I'm reading a book which expose how to compute a square root using the digit recurrence algorithm. Following the book basically it expose a simple case with each step necessary to compute such square root and then it get the recurrence:
if we have: $z = z_{1}z_{0}.z_{-1} ... z_{-l}$ we want a square root $q = 1.q_{-1}q_{-2}...q_{-l}$ with reminder $s_1 s_0 . s_{-1} ... s_{-l}$
$$s^{(j)} = 2s^{(j-1)} - q_{-j} (2q^{(-j)} + 2^{-j}q_{-j})$$ with $s^{(0)} = z - 1, q^{(0)} = 1, s^{l} = s$
If you try to derive the recurrence for a division $x/y = z$ we basically look at some $z$ such that $x = z*y + s$ ($s$ is the reminder) if we expand $y$ with it's binary representation we can easily get the recurrence.

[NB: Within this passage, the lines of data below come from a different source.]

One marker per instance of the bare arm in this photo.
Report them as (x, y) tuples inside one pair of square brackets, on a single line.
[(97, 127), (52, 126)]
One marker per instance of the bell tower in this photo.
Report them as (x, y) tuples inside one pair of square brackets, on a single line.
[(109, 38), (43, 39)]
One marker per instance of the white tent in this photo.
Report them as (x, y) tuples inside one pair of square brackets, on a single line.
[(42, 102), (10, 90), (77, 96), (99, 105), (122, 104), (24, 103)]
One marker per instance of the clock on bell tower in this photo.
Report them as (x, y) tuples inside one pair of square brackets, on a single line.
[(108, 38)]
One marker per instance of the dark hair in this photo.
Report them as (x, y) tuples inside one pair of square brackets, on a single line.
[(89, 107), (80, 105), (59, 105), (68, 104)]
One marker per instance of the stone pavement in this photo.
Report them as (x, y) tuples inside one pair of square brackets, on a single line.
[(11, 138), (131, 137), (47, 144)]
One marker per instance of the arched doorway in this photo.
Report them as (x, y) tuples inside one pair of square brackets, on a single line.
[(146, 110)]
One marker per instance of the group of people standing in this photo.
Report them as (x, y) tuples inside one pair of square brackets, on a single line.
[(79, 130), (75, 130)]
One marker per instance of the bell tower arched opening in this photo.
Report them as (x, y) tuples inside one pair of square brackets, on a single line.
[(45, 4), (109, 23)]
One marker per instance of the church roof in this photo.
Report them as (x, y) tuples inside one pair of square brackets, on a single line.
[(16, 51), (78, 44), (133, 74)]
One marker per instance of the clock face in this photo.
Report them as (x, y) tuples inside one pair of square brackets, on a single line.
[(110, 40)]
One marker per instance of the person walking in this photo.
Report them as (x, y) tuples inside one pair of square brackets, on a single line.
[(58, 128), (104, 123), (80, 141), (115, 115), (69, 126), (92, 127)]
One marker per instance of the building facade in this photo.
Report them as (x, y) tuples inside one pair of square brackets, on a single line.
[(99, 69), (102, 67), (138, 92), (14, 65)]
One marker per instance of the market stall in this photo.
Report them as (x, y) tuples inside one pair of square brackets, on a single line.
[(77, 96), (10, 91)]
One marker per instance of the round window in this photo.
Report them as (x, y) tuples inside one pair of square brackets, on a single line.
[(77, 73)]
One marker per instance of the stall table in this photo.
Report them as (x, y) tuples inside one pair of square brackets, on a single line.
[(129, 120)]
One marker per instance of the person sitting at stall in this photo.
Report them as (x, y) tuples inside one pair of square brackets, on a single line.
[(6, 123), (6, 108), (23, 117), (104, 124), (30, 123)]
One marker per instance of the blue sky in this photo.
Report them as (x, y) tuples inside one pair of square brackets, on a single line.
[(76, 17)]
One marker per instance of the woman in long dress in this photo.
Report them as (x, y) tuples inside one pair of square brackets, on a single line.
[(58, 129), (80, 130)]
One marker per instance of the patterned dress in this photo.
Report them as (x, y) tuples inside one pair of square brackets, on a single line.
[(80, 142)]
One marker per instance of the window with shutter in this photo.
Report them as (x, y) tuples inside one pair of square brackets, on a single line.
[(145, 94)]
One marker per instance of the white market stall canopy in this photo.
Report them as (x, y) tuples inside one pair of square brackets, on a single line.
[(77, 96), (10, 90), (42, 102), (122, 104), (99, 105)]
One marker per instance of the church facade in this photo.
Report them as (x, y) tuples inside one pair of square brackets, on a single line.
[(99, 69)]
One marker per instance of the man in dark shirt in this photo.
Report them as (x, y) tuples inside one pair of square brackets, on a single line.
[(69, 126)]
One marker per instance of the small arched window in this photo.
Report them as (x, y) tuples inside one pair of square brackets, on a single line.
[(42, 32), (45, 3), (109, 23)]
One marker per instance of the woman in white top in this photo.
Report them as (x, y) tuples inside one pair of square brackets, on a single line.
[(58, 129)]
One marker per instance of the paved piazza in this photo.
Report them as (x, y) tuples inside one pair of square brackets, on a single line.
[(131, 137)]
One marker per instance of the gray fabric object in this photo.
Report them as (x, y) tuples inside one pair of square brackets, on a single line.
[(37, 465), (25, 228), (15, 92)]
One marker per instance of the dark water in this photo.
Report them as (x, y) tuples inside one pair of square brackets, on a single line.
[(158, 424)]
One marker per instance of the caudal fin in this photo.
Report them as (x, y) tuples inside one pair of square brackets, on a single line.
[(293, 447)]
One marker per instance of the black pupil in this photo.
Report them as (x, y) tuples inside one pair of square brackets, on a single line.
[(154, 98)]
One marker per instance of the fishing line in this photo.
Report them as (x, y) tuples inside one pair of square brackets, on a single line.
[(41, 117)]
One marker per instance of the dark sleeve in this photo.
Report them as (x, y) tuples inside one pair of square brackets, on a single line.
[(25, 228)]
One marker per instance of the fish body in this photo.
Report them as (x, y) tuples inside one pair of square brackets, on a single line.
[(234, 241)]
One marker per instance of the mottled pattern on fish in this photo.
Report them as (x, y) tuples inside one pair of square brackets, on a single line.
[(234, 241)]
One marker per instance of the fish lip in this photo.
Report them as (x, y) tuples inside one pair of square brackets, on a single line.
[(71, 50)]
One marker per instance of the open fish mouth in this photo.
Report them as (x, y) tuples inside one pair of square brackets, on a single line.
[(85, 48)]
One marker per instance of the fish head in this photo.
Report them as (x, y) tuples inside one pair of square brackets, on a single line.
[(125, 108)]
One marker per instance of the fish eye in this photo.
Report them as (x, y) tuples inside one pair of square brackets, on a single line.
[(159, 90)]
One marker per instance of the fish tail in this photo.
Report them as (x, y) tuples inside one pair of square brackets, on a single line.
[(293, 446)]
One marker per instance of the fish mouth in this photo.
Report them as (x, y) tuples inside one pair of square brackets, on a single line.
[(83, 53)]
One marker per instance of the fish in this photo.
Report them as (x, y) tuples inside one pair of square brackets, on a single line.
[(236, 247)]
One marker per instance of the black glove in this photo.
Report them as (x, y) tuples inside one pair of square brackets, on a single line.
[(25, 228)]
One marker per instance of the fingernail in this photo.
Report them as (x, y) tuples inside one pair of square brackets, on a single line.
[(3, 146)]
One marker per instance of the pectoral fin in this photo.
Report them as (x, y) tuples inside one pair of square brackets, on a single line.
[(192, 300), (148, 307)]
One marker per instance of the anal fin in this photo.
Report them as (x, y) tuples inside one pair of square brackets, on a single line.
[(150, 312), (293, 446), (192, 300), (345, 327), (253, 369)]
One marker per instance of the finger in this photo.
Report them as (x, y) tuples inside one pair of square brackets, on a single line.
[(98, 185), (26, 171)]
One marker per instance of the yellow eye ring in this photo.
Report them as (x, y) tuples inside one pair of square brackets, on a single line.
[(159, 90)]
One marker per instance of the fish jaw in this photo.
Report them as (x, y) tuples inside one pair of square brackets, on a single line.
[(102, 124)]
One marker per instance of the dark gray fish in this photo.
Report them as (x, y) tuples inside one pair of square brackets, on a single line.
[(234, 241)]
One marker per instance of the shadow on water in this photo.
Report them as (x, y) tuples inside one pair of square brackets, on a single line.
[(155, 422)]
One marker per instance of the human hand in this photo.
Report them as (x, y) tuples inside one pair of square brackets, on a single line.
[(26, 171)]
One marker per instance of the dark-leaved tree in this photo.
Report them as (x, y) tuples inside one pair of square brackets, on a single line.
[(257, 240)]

So basically the approach we use to derive the division recurrence isn't related to a specific example in the derivation, while in the case of the square root the book i'm reading starts with a specific case and then say "with this computation we can easily say that the recurrence is...".
So my question is... could be it possible to derive the recurrence in a similar way as the division? (i mean derive the recurrence from a general case). if yes what should be the rationale?